May 3, 2011 § Leave a comment
I was thinking about potential story ideas today.
The stories that have always worked for me – at least, in my opinion – are stories with a reasonably ridiculous theme. I wrote one a little while back about a guy who is being harrassed by his angry, snobbish landlord for having pets in the house, and as she wanders through the corridors she comes across more exotic pets at every turn until finally falling down an immense hole to become lunch for a burrowing dinosaur of sorts. I once gained entry into a published book of poetry with a lengthy (mine was by far the longest poem in the collection, clocking in at nine pages) Seuss-style missive about a chicken that went in search of a fried-chicken factory and took her bloody revenge.
These are the stories and writings I enjoy reading back to myself from time to time, when I am procrastinating and pretending that reading my own work somehow counts as “hours”.
Why then, do I feel a constant urge to write something “literary”? I love reading literary books – I’m only a cardigan away from being a fully fledged Jonathan Safran Foer fan club member, or that of his wife Nicole Krauss, I devour Lethem, DeLillo, Nabokov, Fowles, Banks and anything and everything McSweeneys put their name to. Yet my forte seems to be in the silly and irreverent. This is like yearning to cook like a Masterchef but finding your most delicious dish is a cheese sandwich.
In any event, I was thinking about story ideas and started to think about a guy who was sitting on a beach (it’s amazing how many of my story ideas start with a guy sitting on a beach, considering not one story I have ever written has started that way), considering ways in which he could fake his death. I wasn’t sure why he wanted to fake his death. At first I thought he would be the only character, but every bit of prose that occurred to me was as droll as most of the “literary” threads I’ve attempted. So I started him talking to someone else (another guy, but I’m not sure who, perhaps a fellow, lonesome beach bum).

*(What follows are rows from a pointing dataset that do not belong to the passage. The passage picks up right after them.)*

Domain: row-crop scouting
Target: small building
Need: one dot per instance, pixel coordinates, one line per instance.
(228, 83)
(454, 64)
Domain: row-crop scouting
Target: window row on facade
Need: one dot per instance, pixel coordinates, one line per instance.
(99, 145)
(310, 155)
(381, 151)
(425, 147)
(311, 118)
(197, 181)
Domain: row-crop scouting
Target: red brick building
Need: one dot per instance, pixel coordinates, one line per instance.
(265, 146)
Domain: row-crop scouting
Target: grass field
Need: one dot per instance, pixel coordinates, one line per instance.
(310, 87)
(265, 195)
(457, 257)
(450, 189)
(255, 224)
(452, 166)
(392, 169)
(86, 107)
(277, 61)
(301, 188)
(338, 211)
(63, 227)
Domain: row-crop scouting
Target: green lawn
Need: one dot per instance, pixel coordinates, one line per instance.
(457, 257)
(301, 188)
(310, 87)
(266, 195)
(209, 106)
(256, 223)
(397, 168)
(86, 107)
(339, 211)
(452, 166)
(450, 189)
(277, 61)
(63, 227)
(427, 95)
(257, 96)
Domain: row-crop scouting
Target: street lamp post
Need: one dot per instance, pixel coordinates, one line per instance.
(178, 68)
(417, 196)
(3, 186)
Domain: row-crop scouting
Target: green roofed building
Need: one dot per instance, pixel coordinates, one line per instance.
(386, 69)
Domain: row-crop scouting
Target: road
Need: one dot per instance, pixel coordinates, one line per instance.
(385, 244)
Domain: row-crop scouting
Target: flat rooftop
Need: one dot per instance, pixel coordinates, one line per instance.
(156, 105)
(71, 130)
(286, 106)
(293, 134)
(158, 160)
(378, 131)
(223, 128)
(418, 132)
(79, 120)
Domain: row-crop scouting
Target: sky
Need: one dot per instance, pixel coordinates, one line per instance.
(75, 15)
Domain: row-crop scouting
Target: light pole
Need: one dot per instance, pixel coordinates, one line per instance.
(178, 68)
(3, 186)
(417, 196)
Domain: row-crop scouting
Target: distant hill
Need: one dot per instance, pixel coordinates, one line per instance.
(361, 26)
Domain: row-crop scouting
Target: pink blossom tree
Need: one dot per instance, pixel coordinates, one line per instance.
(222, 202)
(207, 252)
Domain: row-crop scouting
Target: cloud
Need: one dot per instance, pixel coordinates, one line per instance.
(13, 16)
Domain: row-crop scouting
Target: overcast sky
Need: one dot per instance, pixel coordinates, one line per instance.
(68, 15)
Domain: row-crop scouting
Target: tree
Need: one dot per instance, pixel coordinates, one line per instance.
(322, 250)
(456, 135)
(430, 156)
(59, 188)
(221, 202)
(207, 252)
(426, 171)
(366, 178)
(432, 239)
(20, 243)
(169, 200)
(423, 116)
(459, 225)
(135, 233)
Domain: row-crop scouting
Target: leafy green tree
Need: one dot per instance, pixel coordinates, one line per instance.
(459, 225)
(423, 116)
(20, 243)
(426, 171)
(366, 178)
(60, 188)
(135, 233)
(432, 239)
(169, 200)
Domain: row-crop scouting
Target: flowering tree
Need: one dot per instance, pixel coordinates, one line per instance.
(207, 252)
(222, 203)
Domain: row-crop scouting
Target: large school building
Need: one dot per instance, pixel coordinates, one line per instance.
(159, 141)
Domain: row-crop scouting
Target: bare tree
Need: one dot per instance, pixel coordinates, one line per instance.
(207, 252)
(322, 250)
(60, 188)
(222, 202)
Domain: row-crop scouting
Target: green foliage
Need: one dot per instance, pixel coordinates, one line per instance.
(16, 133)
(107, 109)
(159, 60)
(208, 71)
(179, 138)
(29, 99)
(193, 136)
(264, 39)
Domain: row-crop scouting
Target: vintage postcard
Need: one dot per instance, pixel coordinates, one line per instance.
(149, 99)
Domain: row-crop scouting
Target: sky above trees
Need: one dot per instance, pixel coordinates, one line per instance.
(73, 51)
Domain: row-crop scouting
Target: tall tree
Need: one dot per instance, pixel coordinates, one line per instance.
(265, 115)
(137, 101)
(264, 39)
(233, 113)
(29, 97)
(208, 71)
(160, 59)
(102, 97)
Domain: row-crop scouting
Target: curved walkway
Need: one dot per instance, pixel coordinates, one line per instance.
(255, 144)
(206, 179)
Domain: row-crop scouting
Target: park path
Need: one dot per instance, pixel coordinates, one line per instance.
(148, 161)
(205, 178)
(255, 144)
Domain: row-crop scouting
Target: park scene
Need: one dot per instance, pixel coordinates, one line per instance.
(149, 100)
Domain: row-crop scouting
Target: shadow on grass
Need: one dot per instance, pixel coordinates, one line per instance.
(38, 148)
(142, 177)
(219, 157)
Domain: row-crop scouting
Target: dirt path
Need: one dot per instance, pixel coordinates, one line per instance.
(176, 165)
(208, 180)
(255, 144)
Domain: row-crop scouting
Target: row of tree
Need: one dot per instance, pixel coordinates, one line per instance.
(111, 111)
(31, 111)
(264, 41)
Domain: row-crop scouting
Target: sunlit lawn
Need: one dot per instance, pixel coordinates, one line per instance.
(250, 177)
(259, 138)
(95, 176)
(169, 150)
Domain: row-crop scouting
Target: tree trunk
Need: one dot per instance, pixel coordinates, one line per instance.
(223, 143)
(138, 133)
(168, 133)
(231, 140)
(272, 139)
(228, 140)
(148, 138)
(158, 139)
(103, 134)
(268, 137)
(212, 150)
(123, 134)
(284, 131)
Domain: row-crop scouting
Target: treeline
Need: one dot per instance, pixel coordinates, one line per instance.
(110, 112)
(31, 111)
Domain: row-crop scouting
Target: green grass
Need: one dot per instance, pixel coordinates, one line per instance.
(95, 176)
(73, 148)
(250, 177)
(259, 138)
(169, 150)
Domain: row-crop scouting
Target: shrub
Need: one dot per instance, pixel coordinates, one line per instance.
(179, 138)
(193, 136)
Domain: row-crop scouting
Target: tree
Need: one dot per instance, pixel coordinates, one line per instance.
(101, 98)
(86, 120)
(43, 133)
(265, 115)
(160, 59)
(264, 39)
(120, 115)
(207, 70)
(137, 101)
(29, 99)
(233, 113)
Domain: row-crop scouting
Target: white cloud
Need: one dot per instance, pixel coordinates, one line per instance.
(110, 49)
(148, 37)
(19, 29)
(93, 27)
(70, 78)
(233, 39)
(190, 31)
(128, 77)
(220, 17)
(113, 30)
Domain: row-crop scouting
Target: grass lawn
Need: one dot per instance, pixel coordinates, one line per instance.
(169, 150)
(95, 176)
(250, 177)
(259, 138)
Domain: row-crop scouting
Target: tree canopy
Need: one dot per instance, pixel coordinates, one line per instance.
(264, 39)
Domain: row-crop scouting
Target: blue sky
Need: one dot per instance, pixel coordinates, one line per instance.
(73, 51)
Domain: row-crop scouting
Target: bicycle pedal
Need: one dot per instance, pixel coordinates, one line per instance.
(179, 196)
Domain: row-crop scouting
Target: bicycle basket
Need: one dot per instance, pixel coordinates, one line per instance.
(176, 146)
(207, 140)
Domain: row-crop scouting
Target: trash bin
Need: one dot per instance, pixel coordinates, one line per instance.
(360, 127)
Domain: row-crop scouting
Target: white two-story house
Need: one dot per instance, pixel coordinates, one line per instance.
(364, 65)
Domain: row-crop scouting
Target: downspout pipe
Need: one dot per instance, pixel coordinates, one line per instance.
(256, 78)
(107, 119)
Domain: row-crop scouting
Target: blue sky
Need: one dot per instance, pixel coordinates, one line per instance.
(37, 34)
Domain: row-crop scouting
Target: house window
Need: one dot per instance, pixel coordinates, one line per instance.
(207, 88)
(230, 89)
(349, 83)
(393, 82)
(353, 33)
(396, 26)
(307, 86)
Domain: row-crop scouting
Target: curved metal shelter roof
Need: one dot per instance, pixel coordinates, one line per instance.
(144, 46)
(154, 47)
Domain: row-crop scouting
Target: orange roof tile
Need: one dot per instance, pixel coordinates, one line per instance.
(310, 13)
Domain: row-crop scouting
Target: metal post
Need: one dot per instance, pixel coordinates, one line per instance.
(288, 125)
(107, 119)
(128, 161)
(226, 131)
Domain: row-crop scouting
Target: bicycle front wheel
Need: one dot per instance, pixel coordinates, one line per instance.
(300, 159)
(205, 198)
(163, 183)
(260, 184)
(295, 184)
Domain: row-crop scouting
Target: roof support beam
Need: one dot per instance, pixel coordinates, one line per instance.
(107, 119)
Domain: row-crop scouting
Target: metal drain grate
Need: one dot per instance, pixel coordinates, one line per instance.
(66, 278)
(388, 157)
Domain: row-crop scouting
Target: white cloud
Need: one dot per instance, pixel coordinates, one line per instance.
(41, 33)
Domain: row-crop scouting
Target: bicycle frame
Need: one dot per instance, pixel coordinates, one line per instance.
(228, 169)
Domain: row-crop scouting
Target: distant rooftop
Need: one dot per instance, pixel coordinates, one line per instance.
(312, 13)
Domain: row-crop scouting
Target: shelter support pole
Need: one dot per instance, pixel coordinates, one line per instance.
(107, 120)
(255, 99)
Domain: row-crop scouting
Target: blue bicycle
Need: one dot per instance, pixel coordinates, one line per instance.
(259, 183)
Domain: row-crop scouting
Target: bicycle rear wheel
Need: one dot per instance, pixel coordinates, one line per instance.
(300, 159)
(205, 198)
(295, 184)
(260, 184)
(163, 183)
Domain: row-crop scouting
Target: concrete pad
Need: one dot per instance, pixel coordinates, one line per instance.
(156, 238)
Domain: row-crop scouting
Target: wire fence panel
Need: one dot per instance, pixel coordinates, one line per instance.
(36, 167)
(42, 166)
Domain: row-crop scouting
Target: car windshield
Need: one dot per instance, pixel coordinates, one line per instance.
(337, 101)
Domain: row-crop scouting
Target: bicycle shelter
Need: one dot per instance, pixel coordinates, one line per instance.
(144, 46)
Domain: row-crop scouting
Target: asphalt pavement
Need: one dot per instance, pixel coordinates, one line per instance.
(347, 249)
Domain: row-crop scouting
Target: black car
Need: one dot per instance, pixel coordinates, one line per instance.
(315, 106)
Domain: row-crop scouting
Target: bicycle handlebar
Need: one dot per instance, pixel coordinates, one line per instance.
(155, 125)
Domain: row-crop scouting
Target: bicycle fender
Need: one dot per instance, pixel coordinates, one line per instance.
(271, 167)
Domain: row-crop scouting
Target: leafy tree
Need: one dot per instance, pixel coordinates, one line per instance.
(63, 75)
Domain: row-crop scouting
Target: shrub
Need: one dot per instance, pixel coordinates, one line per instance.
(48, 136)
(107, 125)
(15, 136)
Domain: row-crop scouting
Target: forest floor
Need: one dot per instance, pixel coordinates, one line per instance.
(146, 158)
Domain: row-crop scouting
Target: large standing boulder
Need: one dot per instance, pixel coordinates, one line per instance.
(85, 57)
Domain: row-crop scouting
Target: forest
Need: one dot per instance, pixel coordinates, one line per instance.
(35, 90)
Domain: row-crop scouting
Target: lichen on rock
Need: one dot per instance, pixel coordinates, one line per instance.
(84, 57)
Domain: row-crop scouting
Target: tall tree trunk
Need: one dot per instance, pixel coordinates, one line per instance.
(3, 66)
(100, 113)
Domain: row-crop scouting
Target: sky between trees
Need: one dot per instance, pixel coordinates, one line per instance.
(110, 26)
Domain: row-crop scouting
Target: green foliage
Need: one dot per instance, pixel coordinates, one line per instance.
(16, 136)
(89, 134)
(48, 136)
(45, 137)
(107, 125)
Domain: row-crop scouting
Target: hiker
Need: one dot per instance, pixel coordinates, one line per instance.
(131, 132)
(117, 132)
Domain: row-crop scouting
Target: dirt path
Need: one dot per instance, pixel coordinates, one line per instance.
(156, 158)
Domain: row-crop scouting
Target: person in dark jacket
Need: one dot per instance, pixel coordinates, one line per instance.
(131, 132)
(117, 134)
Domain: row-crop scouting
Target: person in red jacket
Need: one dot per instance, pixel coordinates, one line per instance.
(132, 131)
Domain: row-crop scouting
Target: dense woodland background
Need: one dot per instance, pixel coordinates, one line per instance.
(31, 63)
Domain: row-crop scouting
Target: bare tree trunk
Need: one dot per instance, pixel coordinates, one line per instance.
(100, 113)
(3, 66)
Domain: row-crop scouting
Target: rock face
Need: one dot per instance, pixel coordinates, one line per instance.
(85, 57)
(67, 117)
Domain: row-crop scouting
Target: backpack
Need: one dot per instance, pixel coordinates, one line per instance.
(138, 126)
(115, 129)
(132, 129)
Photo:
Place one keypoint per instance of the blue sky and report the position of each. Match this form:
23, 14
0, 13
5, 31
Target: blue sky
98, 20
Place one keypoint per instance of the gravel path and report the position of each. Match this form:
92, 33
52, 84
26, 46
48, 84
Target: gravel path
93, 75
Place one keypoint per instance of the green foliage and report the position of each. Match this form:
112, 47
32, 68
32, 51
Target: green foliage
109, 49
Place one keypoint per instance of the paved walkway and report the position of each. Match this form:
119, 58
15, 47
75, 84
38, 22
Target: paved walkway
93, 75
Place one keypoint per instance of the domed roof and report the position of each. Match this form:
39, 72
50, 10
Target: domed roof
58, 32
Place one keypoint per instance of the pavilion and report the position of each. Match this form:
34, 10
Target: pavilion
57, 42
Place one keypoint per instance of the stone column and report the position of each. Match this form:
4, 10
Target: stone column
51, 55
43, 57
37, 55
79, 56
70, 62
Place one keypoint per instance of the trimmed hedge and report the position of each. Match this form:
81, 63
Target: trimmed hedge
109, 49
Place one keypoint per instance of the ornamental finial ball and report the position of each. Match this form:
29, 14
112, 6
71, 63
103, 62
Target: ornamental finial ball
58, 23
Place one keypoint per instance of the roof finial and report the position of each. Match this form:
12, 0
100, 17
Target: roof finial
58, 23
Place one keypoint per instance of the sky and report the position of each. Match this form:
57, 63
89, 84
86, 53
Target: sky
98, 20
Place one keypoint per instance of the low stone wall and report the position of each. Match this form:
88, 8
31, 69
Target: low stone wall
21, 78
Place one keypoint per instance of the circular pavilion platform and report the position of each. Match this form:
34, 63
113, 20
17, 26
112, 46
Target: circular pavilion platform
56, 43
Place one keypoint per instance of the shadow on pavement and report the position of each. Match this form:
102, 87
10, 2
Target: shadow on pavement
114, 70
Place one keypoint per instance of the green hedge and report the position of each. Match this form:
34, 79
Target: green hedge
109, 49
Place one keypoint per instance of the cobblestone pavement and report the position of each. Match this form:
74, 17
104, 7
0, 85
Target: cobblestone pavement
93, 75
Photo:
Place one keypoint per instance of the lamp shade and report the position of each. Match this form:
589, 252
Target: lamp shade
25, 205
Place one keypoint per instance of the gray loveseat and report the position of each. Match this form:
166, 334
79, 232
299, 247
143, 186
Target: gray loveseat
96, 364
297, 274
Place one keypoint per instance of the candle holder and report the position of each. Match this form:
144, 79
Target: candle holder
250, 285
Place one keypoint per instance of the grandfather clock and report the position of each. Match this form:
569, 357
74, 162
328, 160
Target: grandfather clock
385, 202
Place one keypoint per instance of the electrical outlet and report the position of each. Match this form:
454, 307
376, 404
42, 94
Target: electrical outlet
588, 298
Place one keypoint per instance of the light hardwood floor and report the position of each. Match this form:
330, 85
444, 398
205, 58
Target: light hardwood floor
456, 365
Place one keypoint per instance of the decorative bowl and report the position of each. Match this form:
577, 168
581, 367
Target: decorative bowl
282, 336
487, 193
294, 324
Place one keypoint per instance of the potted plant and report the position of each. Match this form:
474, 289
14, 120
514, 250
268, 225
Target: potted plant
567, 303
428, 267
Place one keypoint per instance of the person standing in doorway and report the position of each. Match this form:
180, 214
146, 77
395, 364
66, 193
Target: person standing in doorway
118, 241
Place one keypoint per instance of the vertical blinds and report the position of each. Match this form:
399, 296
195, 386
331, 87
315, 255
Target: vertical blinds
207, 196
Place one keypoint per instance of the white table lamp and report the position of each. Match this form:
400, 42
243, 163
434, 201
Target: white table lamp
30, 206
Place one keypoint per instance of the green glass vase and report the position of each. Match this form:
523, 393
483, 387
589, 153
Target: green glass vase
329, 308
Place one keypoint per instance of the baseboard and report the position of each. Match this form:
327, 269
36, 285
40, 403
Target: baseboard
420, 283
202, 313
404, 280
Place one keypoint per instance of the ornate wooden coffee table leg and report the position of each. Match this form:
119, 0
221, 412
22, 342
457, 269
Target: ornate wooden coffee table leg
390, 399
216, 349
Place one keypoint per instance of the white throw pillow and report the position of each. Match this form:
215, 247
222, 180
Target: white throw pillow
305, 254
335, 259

This guy began talking him out of faking his life. He insisted that designing an illusory ending was such a waste of spirit and creative ability as to be almost criminal. If this sad sack character was enduring such a miserable life (I, like his beach bum interlocutor, simply assumed that if he wanted to fake his death that his life couldn’t have been all box seats at the grand final and supermodels and coke every night), he had a grander, more enlightening option available to him – he could fake his own life.
This seems very interesting to me, now I just have to work out how to walk the line between what I know (farcical, dad-jokey) and what I aspire to (beautifully written, intelligent, thoughtful). I think it’s a cool idea though.